Firmato l'accordo per la costruzione della prossima generazione di sentinelle europee. Garantiranno una risoluzione 4 volte superiore e mapperanno anche le zone polari per proteggere il globo dai cambiamenti climatici

L’Agenzia Spaziale Europea (ESA) ha ufficialmente assegnato a Thales Alenia Space il contratto principale per lo sviluppo e la realizzazione di 2 nuovi satelliti Copernicus Sentinel-1 Next Generation. L’accordo, siglato durante l’ILA Berlin Airshow, segna un passo decisivo per il futuro dell’osservazione terrestre continentale, affidando all’azienda in Italia la guida del progetto, mentre Airbus Defence and Space in Germania avrà la responsabilità di fornire i radar ad apertura sintetica in banda C, il vero e proprio cuore tecnologico di queste sonde. Questa nuova flotta orbitante raccoglierà l’eredità dell’attuale missione Sentinel-1, garantendo a lungo termine la continuità delle fondamentali capacità radar europee e introducendo contemporaneamente prestazioni nettamente superiori per monitorare i mutamenti del nostro pianeta dallo Spazio profondo.

Un salto tecnologico per l’osservazione del pianeta dallo Spazio

I nuovi satelliti garantiranno una copertura notevolmente più ampia rispetto alla prima generazione e introdurranno un miglioramento di 4 volte nella risoluzione geometrica, raggiungendo un eccezionale livello di dettaglio di 5 m x 5 m rispetto agli attuali 5 m x 20 m. Le nuove e avanzate tecnologie radar ad apertura sintetica permetteranno di estendere il raggio d’azione visivo anche verso le zone polari a Nord e a Sud, potenziando in modo drammatico le capacità di monitoraggio in alcuni degli ambienti più sensibili e in rapida trasformazione del globo. Questi incredibili progressi rafforzeranno la leadership europea nel settore, assicurando un flusso ininterrotto di dati critici per i servizi Copernicus e sbloccando nuovi livelli di copertura e reattività per affrontare le emergenze. Tutti questi miglioramenti congiunti rafforzeranno la capacità globale di monitorare i cambiamenti ambientali, supportare la risposta ai disastri e informare i processi decisionali per i decenni a venire.

“Un nuovo pilastro per Copernicus”

I vertici delle organizzazioni coinvolte hanno espresso grande soddisfazione per questo traguardo ingegneristico e scientifico.
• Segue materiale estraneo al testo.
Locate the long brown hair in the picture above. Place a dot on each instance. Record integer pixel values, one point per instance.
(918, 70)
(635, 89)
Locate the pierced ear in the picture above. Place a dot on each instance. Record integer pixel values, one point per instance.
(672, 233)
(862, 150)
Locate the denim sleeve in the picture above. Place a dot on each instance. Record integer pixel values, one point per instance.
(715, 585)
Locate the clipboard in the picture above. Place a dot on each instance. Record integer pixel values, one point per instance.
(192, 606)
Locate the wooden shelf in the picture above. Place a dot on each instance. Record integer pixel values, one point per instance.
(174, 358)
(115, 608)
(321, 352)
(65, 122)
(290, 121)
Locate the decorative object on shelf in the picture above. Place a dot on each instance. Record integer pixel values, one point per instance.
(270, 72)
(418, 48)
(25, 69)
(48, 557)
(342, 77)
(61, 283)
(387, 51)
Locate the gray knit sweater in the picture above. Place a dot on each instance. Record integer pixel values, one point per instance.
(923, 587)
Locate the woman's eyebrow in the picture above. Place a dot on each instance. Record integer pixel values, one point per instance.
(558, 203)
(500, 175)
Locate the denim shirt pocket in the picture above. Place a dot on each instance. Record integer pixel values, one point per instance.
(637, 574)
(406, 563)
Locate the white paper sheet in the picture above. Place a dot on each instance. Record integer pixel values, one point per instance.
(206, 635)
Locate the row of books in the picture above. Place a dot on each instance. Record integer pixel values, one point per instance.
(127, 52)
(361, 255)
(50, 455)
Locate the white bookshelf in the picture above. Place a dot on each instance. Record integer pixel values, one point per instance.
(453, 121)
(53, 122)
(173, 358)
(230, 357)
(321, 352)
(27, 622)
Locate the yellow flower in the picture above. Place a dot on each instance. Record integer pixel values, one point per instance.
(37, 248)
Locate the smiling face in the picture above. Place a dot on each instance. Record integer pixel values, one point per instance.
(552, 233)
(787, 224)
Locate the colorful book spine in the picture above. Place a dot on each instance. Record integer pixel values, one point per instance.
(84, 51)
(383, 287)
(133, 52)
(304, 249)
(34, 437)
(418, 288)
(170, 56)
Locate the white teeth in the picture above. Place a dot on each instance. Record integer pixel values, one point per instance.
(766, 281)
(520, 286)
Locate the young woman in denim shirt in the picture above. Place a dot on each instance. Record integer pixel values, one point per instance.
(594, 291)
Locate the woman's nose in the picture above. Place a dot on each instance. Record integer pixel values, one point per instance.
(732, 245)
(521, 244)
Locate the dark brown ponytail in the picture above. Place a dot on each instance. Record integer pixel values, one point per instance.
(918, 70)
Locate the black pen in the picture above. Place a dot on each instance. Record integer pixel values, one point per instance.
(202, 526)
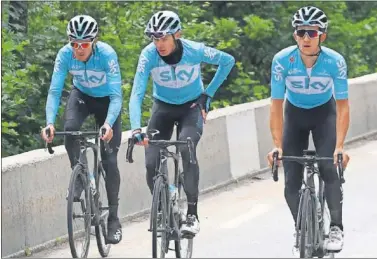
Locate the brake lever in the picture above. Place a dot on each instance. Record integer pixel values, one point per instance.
(275, 156)
(340, 168)
(130, 147)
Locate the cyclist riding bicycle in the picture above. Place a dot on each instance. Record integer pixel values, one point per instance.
(179, 96)
(96, 90)
(311, 76)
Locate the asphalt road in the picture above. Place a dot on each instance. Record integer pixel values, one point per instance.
(252, 219)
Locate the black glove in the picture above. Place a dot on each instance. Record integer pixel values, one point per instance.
(138, 136)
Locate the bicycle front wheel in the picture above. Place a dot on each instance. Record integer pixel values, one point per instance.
(307, 226)
(79, 213)
(159, 219)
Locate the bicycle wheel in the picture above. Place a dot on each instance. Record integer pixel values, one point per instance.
(159, 219)
(101, 229)
(307, 226)
(184, 246)
(80, 234)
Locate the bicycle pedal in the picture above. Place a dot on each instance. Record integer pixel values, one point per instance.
(187, 236)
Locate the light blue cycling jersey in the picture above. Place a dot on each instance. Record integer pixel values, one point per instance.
(98, 77)
(180, 83)
(308, 88)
Simonetta Cheli, Direttrice dei Programmi di Osservazione della Terra dell’ESA, ha sottolineato l’importanza del momento: “L’assegnazione del contratto di oggi, che copre la prima tranche della missione complessiva, segna un’importante pietra miliare nello sviluppo di Sentinel-1 Next Generation. Per più di 12 anni, la missione Sentinel-1 di prima generazione ha fornito dati radar vitali per i servizi Copernicus, supportando applicazioni che vanno dalla risposta ai disastri e dal monitoraggio del ghiaccio marino fino al rilevamento della deformazione del suolo e della deforestazione. Le sue capacità uniche di imaging in qualsiasi condizione meteorologica, di giorno e di notte, lo hanno reso uno strumento indispensabile per scienziati, decisori politici e soccorritori in tutto il mondo. Mentre gli attuali satelliti Sentinel-1 continuano a servire gli utenti in orbita, siamo entusiasti di vedere prendere forma la missione di prossima generazione. Siamo lieti di affidare a Thales Alenia Space la responsabilità di sviluppare questa importante nuova capacità, garantendo la continuità e il potenziamento dei servizi europei di osservazione della Terra via radar per gli anni a venire“.
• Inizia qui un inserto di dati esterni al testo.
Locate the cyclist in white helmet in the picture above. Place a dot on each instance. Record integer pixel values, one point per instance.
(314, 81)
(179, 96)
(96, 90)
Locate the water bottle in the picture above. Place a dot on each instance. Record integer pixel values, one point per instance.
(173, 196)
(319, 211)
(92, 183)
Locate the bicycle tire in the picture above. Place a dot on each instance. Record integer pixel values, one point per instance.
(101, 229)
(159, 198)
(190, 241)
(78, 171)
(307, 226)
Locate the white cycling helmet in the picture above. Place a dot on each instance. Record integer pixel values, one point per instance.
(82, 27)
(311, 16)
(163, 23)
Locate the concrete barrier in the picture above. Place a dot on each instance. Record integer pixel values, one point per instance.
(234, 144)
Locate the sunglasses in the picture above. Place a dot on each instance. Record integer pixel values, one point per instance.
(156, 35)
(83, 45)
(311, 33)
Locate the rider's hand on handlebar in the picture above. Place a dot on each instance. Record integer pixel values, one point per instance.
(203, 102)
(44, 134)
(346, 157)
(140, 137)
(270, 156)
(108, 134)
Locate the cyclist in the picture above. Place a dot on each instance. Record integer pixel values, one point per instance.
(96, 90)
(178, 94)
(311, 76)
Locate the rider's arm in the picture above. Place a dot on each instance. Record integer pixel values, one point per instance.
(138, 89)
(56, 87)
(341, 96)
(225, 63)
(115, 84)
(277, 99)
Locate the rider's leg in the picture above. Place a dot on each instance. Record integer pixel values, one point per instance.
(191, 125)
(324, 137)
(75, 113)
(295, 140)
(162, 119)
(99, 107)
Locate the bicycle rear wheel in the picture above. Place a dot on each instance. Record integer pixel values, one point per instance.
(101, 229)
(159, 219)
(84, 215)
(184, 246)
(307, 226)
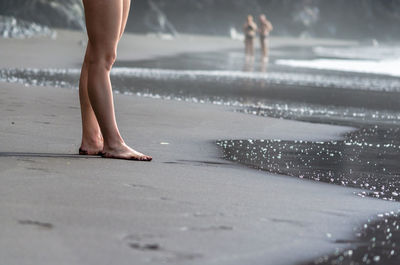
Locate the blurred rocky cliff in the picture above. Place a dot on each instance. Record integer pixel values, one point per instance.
(356, 19)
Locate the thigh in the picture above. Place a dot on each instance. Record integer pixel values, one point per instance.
(103, 22)
(125, 14)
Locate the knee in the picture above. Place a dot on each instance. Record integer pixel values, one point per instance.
(103, 58)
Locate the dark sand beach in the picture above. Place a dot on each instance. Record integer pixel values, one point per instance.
(194, 204)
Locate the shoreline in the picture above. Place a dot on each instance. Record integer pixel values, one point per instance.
(188, 206)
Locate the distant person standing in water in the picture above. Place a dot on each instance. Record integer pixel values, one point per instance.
(265, 28)
(105, 23)
(250, 32)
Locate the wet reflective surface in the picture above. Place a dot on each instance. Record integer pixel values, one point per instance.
(368, 158)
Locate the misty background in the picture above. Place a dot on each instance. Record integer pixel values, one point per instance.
(355, 19)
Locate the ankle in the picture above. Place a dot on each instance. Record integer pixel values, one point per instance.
(114, 144)
(92, 140)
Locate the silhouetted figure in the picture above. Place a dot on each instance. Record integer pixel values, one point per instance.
(250, 32)
(265, 28)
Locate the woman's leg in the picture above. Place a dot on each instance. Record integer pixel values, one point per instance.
(104, 22)
(92, 140)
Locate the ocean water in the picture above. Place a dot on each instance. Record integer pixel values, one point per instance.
(352, 86)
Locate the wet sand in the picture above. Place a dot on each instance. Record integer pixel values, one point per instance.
(189, 206)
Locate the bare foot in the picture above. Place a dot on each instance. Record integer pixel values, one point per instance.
(92, 148)
(125, 152)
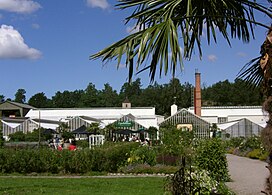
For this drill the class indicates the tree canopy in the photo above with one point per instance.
(167, 26)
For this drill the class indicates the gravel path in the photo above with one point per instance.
(248, 175)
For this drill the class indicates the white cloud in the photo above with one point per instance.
(19, 6)
(12, 45)
(35, 26)
(133, 29)
(212, 58)
(103, 4)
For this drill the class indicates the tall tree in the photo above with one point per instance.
(132, 91)
(89, 97)
(161, 23)
(2, 98)
(39, 100)
(20, 96)
(108, 97)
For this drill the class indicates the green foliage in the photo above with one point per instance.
(81, 186)
(2, 140)
(191, 180)
(142, 155)
(210, 156)
(235, 142)
(145, 168)
(251, 143)
(82, 144)
(254, 154)
(175, 141)
(258, 154)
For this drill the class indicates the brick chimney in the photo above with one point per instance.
(197, 96)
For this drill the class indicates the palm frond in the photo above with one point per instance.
(252, 72)
(168, 25)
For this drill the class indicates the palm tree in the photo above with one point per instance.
(166, 26)
(258, 72)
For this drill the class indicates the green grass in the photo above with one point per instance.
(138, 185)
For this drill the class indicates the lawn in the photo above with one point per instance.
(137, 185)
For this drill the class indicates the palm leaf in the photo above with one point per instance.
(161, 23)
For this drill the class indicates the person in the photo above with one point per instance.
(72, 146)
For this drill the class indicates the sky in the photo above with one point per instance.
(45, 47)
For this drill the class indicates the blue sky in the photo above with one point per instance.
(45, 47)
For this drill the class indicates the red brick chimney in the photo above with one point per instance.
(197, 99)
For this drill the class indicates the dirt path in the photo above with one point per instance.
(248, 176)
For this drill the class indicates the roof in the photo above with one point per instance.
(186, 111)
(81, 130)
(224, 126)
(20, 105)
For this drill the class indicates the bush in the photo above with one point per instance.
(211, 156)
(142, 155)
(250, 143)
(82, 144)
(191, 180)
(144, 168)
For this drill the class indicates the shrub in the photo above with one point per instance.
(210, 156)
(142, 155)
(144, 168)
(190, 180)
(250, 143)
(257, 154)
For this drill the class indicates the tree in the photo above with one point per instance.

Anche Hervé Derrey, CEO di Thales Alenia Space, ha voluto ribadire il valore strategico dell’accordo appena siglato: “Vorrei ringraziare il nostro cliente di lunga data, l’Agenzia Spaziale Europea, per la sua continua fiducia. La missione Sentinel-1 Next Generation fungerà da nuovo pilastro per Copernicus, il programma di monitoraggio ambientale più sofisticato mai stabilito“.